April 14, 2024



A recent DeFi hack on Rodeo Finance raises concerns about Arbitrum’s vulnerability.

Rodeo Finance, a recently launched project on the Arbitrum ecosystem, fell victim to a devastating hack on July 11. The exploit was discovered by PeckShield, a prominent blockchain security firm.

According to the initial estimate, the incident resulted in approximately $1.53M worth of ETH. However, PerckShield’s latest update indicated the total loss was 472 ETH ($888K)

Rodeo Finance Hacked

According to PeckShield’s explanation, the hack, described as a “ForceInvestment” attack, exploited a flaw in Rodeo Finance’s Investor.earn() routine. This flaw allowed the attackers to force a swap of $USDC to $WETH and then to $unshETH.

Unfortunately, due to a flawed $unshETH price oracle, the slippage control mechanism failed to take effect as intended, enabling the hackers to siphon the stolen ETH from the Arbitrum network to the Ethereum network.

The hackers proceeded with their illicit activities by swapping 285 ETH into unshETH staked tokens and then uploading them to Ankrstaking. Additionally, they transferred 150 ETH to Tornado Cash, a crypto-mixing protocol.

Tornado Cash is no stranger to crypto insiders. The platform’s ability to remove transactional traces complicates the efforts to track the stolen funds.

Igor Igamberdiev, the Head of Research at Wintermute, sheds light on the hackers’ modus operandi. The attackers exploited the TWAP (Time-Weighted Average Price) Oracle manipulation to target Rodeo Finance.

The TWAP oracle calculates the average price of an asset over a fixed time frame, aiming to mitigate excessive price volatility. In this case, the attackers manipulated the TWAP oracle to create a fake price, enabling them to profit from the resulting fraudulent arbitrage.

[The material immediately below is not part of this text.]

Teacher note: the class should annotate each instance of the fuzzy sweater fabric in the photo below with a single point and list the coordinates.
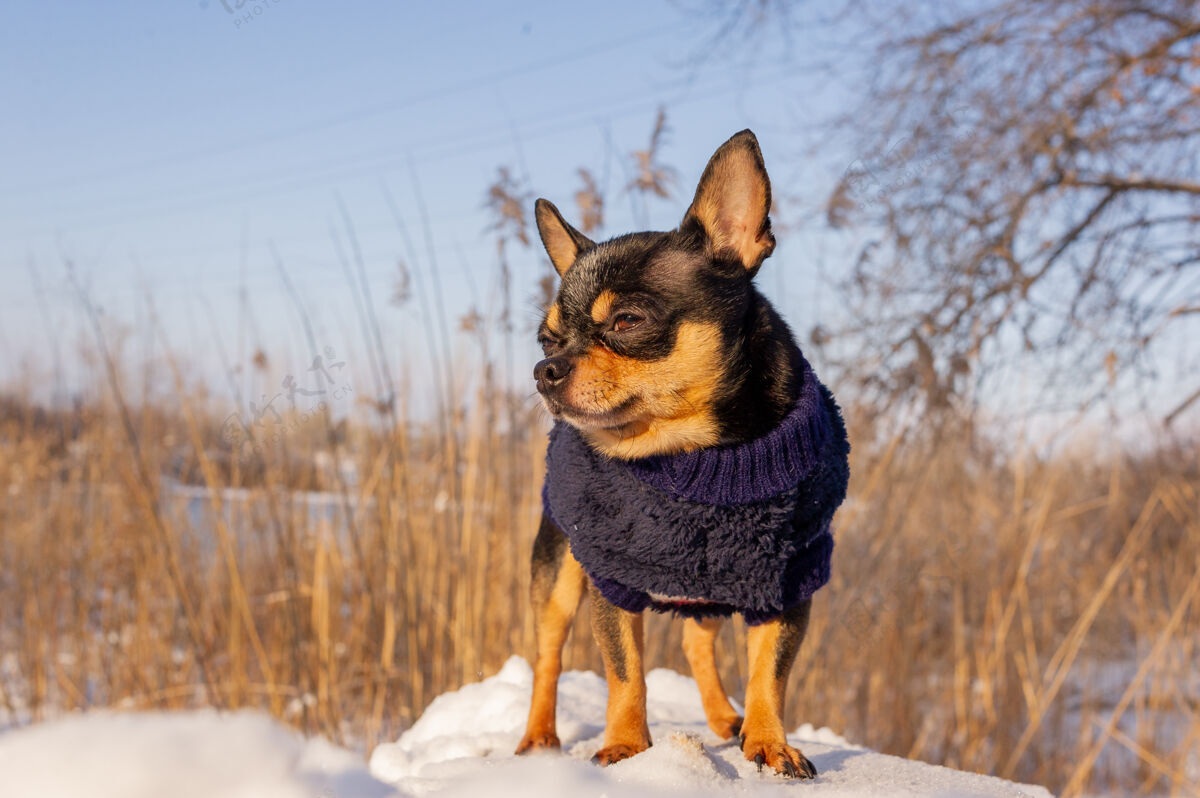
(742, 528)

Rodeo Finance recently stole the limelight after launching on Arbitrum mainnet. The project has been backed by a solid community and is an important piece of the LSDfi (Liquid Staking Derivatives in DeFi) ecosystem, a recent hype in DeFi.

Following the hack, Rodeo Finance’s native token, RDO, experienced a drastic 60% drop in price. The project team has yet to respond to this distressing exposure.

Is Arbitrum Playground Secure Enough?

This recent incident follows a series of similar security breaches in the Arbitrum ecosystem. Earlier this month, an Arbitrum software error halted transaction processing. Previously, on May 20, hjaySwap experienced a rug pull resulting in a loss of $3 million, and on May 28, Jimbos Protocol reported a $7.5 million hack.

Questions are arising within the community regarding the reliability and security of projects built on the Arbitrum ecosystem, as an increasing number of scams, rug pulls, and attacks have been reported.

Apart from that, the DeFi landscape has been a consistent target of multiple illegal activities. Millions of dollars have vanished from wallets following DeFi hacks in previous months.

  • The most significant loss of funds came from the flash loan attack on Avalanche’s Platypus DeFi protocol in February. The attackers stole $8.5 million in user funds. Immediately after the attack, two subjects tied to this hack were reportedly under arrest.
  • Other hacks in February include the attack on the dForce network ($3.6 million)
  • The Hope Finance smart contract ($1.86 million), and the Orion protocol exploits ($3 million).
  • March started with a massive loss of money by ArbiSwap, a newly launched platform. On March 2, they reported a loss of about $100,000.
  • In addition, PeckShield discovered a vulnerability on March 1. The hackers took advantage of a flaw in the SwapXProxy token approval function by deploying a new implementation that declared a fraudulent contract address. PeckShield reported that the ongoing phishing attack has resulted in the theft of up to $700,000.

These hacks highlight the need for increased security in the DeFi ecosystem. DeFi protocols are often complex and can be vulnerable to attack. The impact of such hacks extends beyond immediate financial losses, shaking investor confidence and raising doubts about the integrity of emerging projects and their chosen ecosystems.